De son côté, le consul général du Maroc à Almeria, Khalid Bouziane, a loué le dynamisme de la coopération entre le Maroc et l'Espagne. 
Touchant plusieurs volets, culturel, sécuritaire, politique, économique en l'occurrence, cette coopération est considérée parmi les expériences les plus réussies dans la région, a affirmé le diplomate marocain. 
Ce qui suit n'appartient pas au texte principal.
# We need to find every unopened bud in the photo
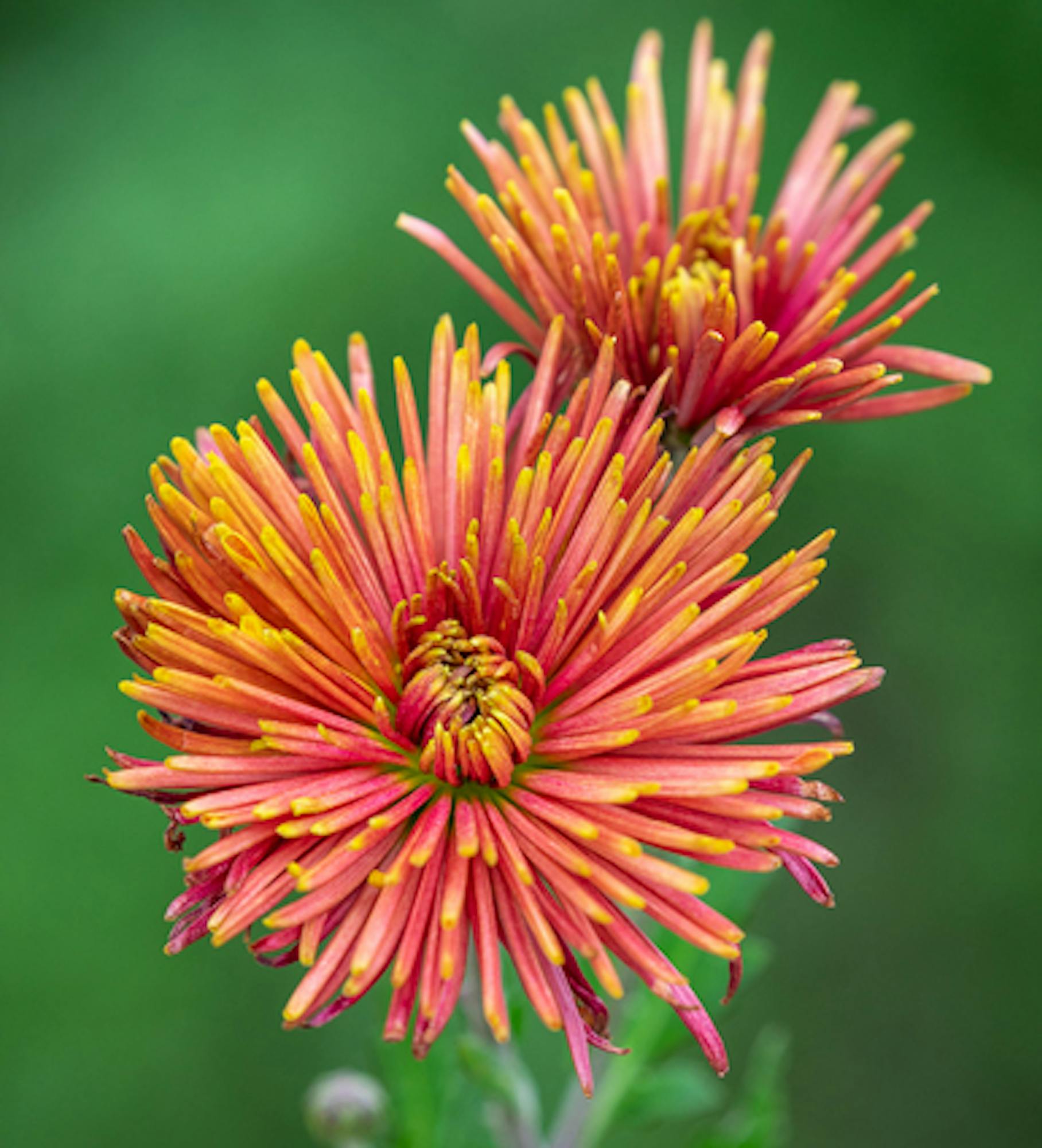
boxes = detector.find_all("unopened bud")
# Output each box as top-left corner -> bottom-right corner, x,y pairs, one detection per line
304,1071 -> 387,1148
Il a rappelé à cet effet le positionnement de l'Espagne comme premier partenaire commercial et économique du Royaume, «une démonstration de l'exemplarité des relations bilatérales maroco-espagnoles», a-t-il souligné. Durant les débats, les participants ont estimé que le Maroc et l'Espagne, de par leur situation géographique, sont au premier rang en ce qui concerne les dossiers en relation avec la sécurité et la stabilité dans la région. D'où la nécessité des deux pays d'unir leurs forces pour relever les mêmes défis auxquels ils sont confrontés, affirment-ils. 
Cette situation, soulignent les participants à cette journée, les exhorte à intensifier davantage leur collaboration pour mieux affronter ces défis. Les deux pays sont un exemple en matière de coopération bilatérale, ont mis en exergue les intervenants de la table ronde portant sur la coopération hispano-marocaine dans la lutte contre le narcotrafic, l'immigration irrégulière et la délinquance transfrontalière. 
Pour Fernando Olivan, professeur de droit à l'Université Roi Juan Carlos, le Maroc, depuis l'adoption de sa nouvelle Constitution en 2011, a misé sur les relations Sud-Sud. Des relations auxquelles l'Espagne est appelée à prendre part comme partenaire stratégique du Maroc. «La nouvelle diplomatie est non seulement politique mais revêt d'autres facettes», ajoute le professeur espagnol. 
Pour le directeur de l'Observatoire euro-méditerranéen de démocratie et Espace public, «la Méditerranée se positionne désormais comme un espace juridique commun, d'où la nécessité d'harmoniser les législations des pays de ce bassin, pour un meilleur développement social et économique des sociétés méditerranéennes». 
De son côté, l'avocat Mohamed Belfquih a indiqué que le Maroc et l'Espagne forment un axe central de la sécurité et la géostratégie au niveau mondial. Il a rappelé les prémices de cette coopération maroco-espagnole en matière de droit. Une collaboration qui remonte à 1991, année où les deux pays ont ratifié le traité d'amitié et de coopération. «Cet accord a ouvert la voie à un large éventail de protocoles : politique, économique, culturel, sécuritaire et militaire», précise l'avocat marocain, ajoutant qu'à présent les deux pays sont signataires de plusieurs traités bilatéraux. Ce qui confirme l'importance du partenariat maroco-espagnol, relève l'avocat marocain, rappelant la volonté des deux pays d'améliorer davantage leur modèle de coopération afin d'atteindre un niveau d'excellence dans ce domaine.  
Pour sa part, Jamal Eddine Mechbal, juriste, s'est penché sur les relations migratoires entre le Maroc et l'Espagne, «deux pays qui œuvrent étroitement pour lutter contre les mafias de l'immigration irrégulière», a-t-il affirmé. Au sujet du dossier migratoire, il a appelé à la mise en place du concept du travailleur transfrontalier entre les deux pays et encourager les mouvements des personnes, en insistant sur la nécessité de privilégier les candidats marocains à l'immigration régulière. 
Dans son intervention portant sur les relations maroco-espagnoles, Mimoun Aziza, professeur d'histoire contemporaine à l'Université Moulay Ismail de Meknès, a rappelé de son côté que les relations entre les deux pays ont toujours été intenses et séculaires, tout au long de ces siècles d'histoires. Le professeur marocain a cité quelques projets de coopération en matière de développement humain, comme preuve de cette «relation historique et consolidée au fil des siècles».